Савельев не ответил, он зевнул, с шумом отхлебнул крепкого чая и стал тереть ладонью голое лицо, ставшее таким чужим. Стоявший на подоконнике радиоприемник все мяукал любовную песенку. Савельев, отложив вилку, покрутил ручку настройки, песня оборвалась. Из приемника вылетели какие-то странные шипящие и булькающие звуки, будто в радиостудии перед самым микрофоном опускали в воду раскаленные железяки. Савельев снова повертел ручку настройки, постучал ладонью по крышке. Извергавшееся из динамиков бульканье постепенно затихло, зато усилились треск и шипение. Мужской голос, пересиливая помехи, пропел куплет знакомой песни, но вдруг оборвался.
– Вот всегда с ним так, то работает, то вдруг шипеть начинает, – Савельев добавил в чашку густой заварки. – А вообще дача у мужа твоей матери хорошая. Будь здоров дача, академическая. Отопительная система, городская ванная, газ. Будто специально для моей работы условия созданы. У меня ведь тоже есть участок, но далеко от Москвы и удобств никаких. Сарайчик небольшой, душ – вот и все постройки. Вода, правда, проведена.
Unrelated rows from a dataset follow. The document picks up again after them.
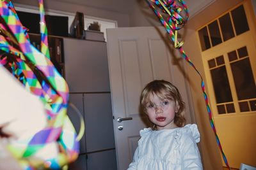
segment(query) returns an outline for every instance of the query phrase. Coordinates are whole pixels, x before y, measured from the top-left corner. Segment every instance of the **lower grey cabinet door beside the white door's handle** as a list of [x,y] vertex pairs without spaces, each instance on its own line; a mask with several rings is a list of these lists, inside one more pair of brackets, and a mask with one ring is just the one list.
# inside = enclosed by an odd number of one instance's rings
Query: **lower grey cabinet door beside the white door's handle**
[[110,94],[84,94],[84,118],[86,151],[115,149]]

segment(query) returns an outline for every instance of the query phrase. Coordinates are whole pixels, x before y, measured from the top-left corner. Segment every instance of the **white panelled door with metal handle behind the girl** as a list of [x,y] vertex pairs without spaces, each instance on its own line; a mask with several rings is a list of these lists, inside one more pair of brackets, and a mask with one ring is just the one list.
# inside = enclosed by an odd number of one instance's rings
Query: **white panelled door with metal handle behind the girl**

Росляков взял с полки чашку, налил в неё заварки и кипятка из чайника, бросил пару кубиков сахара. Он сделал глоток, блаженно вздохнул и тут заметил на голом плече Савельева два глубоких кривых рубца. «Да, Савельеву, судя по всему, довелось поучаствовать в таких переделках, какие нормальному человеку в страшном сне не привидятся, – думал Росляков, не отрывая взгляда от больших уродливых шрамов с рваными краями. – Что довелось пережить этому человеку? Многое довелось пережить. Досталось ему, потрепала мужика жизнь, покрутила, побила. Война? Конечно, война. Это она, безжалостная, оставляет на человеческом теле такие нестираемые страшные меты».
Росляков на секунду закрыл глаза, представляя себе, светло-голубое, выцветшее от зноя афганское небо, обожженные солнцем камни и песок, пропитавшуюся солью солдатскую гимнастерку, горящий свечкой бронетранспортер у поворота горной дороги. Сухие автоматные очереди режут воздух. Смерть рядом, над твоей головой, справа и слева, внизу, плотный огонь душманов с ближней высоты не дает подняться… И один человек, один раненый офицер, спасая товарищей от верной гибели, прикрывает отход поредевшей роты. Раскаленный ствол пулемета, враги в прицеле… Пули входят в плечо Савельева, вылетает наружу, вырывая, унося с собой куски живой человеческой плоти. Натуралистичная, отталкивающая картина. Страшное зрелище. Савельев, перехватив этот долгий взгляд Рослякова, помрачнел, видимо, вспомнил тот день, те пули, смерть, стоявшую рядом.